Each plant species needs a sum of day degrees to reach a certain stage of development. The accumulated temperature chart below shows how much heat plants have accumulated to a specific date. This chart helps farmers to predict when crops reach certain growth stages and can also help in predicting harvesting time.
Accumulated temperature charts provide farmers with comparative data about previous years, so they can see where they stand in the current season. If there has been lower day degrees then the crops might mature later and the start of harvesting period will be delayed. The example below shows that autumn 2020 has been warmer than normal and this is reflected in the field where development growth of winter crops and NDVI levels are higher than normal. This is a positive indication that the 2021 winter crop harvest as of today has a higher potential than the last two years.
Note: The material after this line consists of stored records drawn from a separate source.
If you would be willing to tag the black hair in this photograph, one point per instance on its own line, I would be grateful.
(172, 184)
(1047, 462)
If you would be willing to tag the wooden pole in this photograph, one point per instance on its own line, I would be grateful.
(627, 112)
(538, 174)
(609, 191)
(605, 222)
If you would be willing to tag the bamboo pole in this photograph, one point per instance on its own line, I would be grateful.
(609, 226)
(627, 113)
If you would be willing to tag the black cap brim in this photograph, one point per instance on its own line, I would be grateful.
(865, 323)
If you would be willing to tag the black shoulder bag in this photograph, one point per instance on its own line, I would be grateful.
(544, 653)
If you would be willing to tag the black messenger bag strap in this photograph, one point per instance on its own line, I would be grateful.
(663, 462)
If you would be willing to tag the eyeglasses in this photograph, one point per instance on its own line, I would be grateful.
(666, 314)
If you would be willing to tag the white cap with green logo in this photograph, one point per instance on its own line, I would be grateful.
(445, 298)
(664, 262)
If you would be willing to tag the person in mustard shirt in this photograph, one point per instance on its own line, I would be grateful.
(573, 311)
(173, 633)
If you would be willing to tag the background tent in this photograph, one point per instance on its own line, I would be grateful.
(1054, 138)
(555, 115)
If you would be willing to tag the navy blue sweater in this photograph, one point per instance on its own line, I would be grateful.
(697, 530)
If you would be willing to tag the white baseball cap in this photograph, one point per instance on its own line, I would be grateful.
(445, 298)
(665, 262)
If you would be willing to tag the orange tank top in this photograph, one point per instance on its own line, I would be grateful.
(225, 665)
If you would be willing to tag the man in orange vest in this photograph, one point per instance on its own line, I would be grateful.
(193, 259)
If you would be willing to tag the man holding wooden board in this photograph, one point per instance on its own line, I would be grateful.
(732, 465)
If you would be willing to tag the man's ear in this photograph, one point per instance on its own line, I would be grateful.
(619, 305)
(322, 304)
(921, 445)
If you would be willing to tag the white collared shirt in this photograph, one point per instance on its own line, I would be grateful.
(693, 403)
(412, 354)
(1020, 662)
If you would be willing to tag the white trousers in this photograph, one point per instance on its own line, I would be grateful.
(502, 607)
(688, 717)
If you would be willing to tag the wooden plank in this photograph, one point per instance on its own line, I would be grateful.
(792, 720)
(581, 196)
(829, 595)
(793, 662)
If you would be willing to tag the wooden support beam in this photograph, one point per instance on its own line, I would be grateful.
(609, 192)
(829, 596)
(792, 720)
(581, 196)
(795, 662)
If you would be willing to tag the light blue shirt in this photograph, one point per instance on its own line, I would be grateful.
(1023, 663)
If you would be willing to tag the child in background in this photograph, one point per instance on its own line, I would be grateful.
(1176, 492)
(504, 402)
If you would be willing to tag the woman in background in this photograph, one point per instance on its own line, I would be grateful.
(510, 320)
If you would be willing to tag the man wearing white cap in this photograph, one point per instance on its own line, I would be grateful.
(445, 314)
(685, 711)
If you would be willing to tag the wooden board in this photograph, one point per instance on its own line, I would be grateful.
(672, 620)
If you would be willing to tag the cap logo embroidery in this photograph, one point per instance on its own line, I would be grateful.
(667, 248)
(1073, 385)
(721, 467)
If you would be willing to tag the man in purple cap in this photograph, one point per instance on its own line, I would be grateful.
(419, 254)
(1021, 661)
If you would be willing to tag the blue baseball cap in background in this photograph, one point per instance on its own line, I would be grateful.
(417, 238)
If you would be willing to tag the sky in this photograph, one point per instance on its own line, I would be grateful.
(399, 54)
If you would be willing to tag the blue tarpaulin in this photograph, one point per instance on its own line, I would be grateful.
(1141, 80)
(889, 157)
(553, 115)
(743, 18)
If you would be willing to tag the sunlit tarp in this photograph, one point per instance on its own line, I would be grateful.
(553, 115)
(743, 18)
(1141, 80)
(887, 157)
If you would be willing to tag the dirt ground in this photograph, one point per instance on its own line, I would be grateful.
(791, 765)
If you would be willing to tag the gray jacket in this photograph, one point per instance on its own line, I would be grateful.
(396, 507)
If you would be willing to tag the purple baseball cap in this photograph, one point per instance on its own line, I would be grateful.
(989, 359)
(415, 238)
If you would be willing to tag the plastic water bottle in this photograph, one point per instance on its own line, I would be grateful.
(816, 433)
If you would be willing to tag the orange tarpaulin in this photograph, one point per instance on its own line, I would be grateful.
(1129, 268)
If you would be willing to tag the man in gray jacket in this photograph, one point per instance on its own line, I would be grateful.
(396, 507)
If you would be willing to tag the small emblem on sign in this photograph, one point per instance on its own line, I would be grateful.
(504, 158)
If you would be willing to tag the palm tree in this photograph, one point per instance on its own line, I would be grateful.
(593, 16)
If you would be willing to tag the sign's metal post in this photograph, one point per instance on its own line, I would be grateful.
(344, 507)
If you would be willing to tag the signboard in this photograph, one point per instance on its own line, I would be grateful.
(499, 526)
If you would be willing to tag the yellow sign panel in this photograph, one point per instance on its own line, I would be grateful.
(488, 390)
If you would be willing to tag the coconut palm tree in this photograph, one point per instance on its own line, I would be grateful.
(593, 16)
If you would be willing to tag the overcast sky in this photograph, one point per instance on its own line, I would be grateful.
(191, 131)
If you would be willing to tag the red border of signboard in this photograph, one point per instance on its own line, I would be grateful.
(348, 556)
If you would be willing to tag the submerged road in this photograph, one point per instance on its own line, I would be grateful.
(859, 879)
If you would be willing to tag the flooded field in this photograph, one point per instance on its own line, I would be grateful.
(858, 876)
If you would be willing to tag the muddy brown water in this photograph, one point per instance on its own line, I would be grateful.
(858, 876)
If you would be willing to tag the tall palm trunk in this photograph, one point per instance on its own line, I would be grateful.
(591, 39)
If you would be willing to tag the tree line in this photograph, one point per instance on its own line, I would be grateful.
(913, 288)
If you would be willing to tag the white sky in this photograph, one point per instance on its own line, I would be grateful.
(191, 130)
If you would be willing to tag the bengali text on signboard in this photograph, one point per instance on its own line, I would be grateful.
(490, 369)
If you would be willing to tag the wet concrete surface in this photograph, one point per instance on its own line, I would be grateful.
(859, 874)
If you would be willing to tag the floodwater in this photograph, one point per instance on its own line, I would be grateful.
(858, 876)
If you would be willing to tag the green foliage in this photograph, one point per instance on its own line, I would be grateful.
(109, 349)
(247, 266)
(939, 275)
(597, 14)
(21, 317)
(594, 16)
Accumulated precipitation graph also helps farmers to compare the current season with previous years. It helps farmers to see how much moisture has been available for crops and plan tasks according to that. It is again useful data for irrigation planning.
Crop based NDVI reports
Crop based NDVI report gives indications to potential yield when comparing NDVI with historical data about a similar crop in a similar year. If NDVI figures are higher than on comparative year, then it might indicate that there will be higher yield. The end result will always be affected by weather conditions.
In conclusion, remote sensing tools like NDVI and weather reports are useful tools in helping farmers to locate problems on fields, look for reasons behind the problems, plan tasks and predict their yield potential.
eAgronom has recently added NDVI to the platform. When used together with yield maps, soil type data, terrain maps, and weather data, the combination creates a powerful tool for assisting in pinpointing the reasons behind yield differentiations within fields and years.